6. The Provider shall process personal data of the User’s clients for the User for the period necessary to execute rights and obligations arising from the contractual relationship between the Provider and the User and from exercising claims arising from the contractual relationships (for the period of 5 years from the termination of the contractual relationship).
7. The User grants the permit to involve a subcontractor as another Personal Data Processor pursuant to Article 28, par. 2 of GDPR. The Subcontractor is ONEsolution s.r.o., a hosting provider. Furthermore, the User grants the Provider a general permit to involve another Personal Data Processor. The Provider, however, shall notify the User in writing of any intended changes relating to the involvement of other Personal Data Processors or their Substitution. The User shall have the right to object to these changes. The Provider shall oblige its Subcontractors acting as Personal Data Processors to fulfill the same duties concerning Personal Data Protection as the duties included herein.
8. The Provider recognizes that Personal Data Processing is secured especially as follows:
   1. Personal Data are processed in accordance with legislation and the User’s instructions, i.e. for the performance of any activities necessary to provide the platform NYMWAG in the form of license agreement.
   2. The Provider undertakes that it shall ensure the protection of personal data technically and organizationally so that no unauthorized or accidental access to the data, their change, damage or loss, unauthorized transfer, their other unauthorized processing or their misuse can occur, and that all duties of the Personal Data Processor arising from legislation are secured personally, organizationally and continuously throughout the period of data processing.
   3. Any implemented technical and organizational measures correspond to the risk level.
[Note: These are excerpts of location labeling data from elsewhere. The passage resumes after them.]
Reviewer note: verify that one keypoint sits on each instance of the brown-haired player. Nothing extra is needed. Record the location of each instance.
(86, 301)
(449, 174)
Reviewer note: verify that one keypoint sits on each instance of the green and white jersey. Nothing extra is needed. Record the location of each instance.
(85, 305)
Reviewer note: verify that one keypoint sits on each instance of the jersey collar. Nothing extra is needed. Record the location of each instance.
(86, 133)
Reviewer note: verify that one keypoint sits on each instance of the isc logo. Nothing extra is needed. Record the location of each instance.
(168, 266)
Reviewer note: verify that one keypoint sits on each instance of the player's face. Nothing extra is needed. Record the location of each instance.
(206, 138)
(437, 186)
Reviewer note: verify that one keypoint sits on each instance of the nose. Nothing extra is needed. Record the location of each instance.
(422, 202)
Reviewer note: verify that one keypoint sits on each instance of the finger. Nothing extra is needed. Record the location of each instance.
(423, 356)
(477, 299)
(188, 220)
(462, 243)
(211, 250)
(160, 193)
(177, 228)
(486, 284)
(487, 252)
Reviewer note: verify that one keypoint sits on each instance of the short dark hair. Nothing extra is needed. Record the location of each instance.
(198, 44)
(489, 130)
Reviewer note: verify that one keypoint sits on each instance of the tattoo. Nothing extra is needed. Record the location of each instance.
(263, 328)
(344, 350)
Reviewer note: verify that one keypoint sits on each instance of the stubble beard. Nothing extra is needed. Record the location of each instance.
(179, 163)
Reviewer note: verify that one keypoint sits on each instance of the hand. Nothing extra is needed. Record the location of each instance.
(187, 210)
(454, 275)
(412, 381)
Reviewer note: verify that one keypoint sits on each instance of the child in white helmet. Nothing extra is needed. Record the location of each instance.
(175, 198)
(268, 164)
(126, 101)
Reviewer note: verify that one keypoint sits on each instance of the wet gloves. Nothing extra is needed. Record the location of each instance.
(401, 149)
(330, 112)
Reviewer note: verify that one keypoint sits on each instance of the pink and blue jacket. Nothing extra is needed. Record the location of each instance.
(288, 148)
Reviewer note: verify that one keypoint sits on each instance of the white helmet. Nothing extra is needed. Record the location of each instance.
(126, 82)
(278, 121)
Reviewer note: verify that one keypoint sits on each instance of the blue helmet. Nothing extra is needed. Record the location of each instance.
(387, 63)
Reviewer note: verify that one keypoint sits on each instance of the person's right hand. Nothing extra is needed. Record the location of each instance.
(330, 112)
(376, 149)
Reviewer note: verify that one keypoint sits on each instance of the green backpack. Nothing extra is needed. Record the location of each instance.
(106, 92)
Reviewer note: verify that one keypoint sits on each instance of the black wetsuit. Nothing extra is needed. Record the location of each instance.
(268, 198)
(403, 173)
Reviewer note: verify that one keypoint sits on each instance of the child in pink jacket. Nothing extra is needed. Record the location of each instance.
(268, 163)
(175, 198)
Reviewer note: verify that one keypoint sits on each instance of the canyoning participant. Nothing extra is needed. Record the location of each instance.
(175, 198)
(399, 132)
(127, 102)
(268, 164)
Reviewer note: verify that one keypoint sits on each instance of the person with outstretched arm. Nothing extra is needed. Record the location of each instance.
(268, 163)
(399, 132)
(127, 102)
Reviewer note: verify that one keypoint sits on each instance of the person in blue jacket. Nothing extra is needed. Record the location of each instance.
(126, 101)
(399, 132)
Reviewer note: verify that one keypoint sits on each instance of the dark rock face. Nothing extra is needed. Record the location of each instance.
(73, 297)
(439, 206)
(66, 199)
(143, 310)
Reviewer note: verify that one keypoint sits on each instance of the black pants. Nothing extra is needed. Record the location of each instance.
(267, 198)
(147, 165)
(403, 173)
Using the measures taken, the Provider shall secure continuous confidentiality, integrity, availability and immunity of processing systems and services, and it shall restore the availability of personal data and access to them in the events of physical or technical incidents.
   4. The Provider hereby declares that Personal Data Protection is subject to its internal safety regulations.
   5. Personal Data can be accessed only by the Provider’s and Subcontractor’s authorized persons according to section 7 herein. The Provider shall set out the conditions and the scope of data processing. Each such person shall access personal data with their own unique identifications.
   6. The Provider’s authorized persons who process Personal Data hereunder shall maintain confidentiality as to the personal data and security measures, the disclosure thereof may compromise their security. The Provider shall ensure that the persons are demonstrably bound by secrecy. The Provider shall ensure that this obligation for the Provider and the authorized persons shall last even after the end of employment or other relation to the Provider.
   7. The Provider shall assist the User with any appropriate technical and organizational measures, where appropriate, to fulfill the User’s duty to respond to the request for the effective exercise of the Data Subject’s rights stipulated in GDPR. The same applies to the provision of conformity with the duties under articles 32 to 36 of GDPR, taking into account the nature of processing and information available to the Provider.
   8. After the termination of performance relating to processing under section 6 herein, the Provider shall delete all Personal Data or return them to the User, unless it is obliged to store the Personal Data on the basis of a special act.
   9. The Provider shall give the User any information necessary to demonstrate that the duties hereunder and stipulated in GDPR have been complied with, and it shall allow audits, including inspections, by the User or a different auditor authorized by the User.
9. The User shall report any facts known to them which could negatively affect proper and timely performance of obligations arising from these terms and conditions, and, as necessary, to assist the Provider to fulfill these terms and conditions.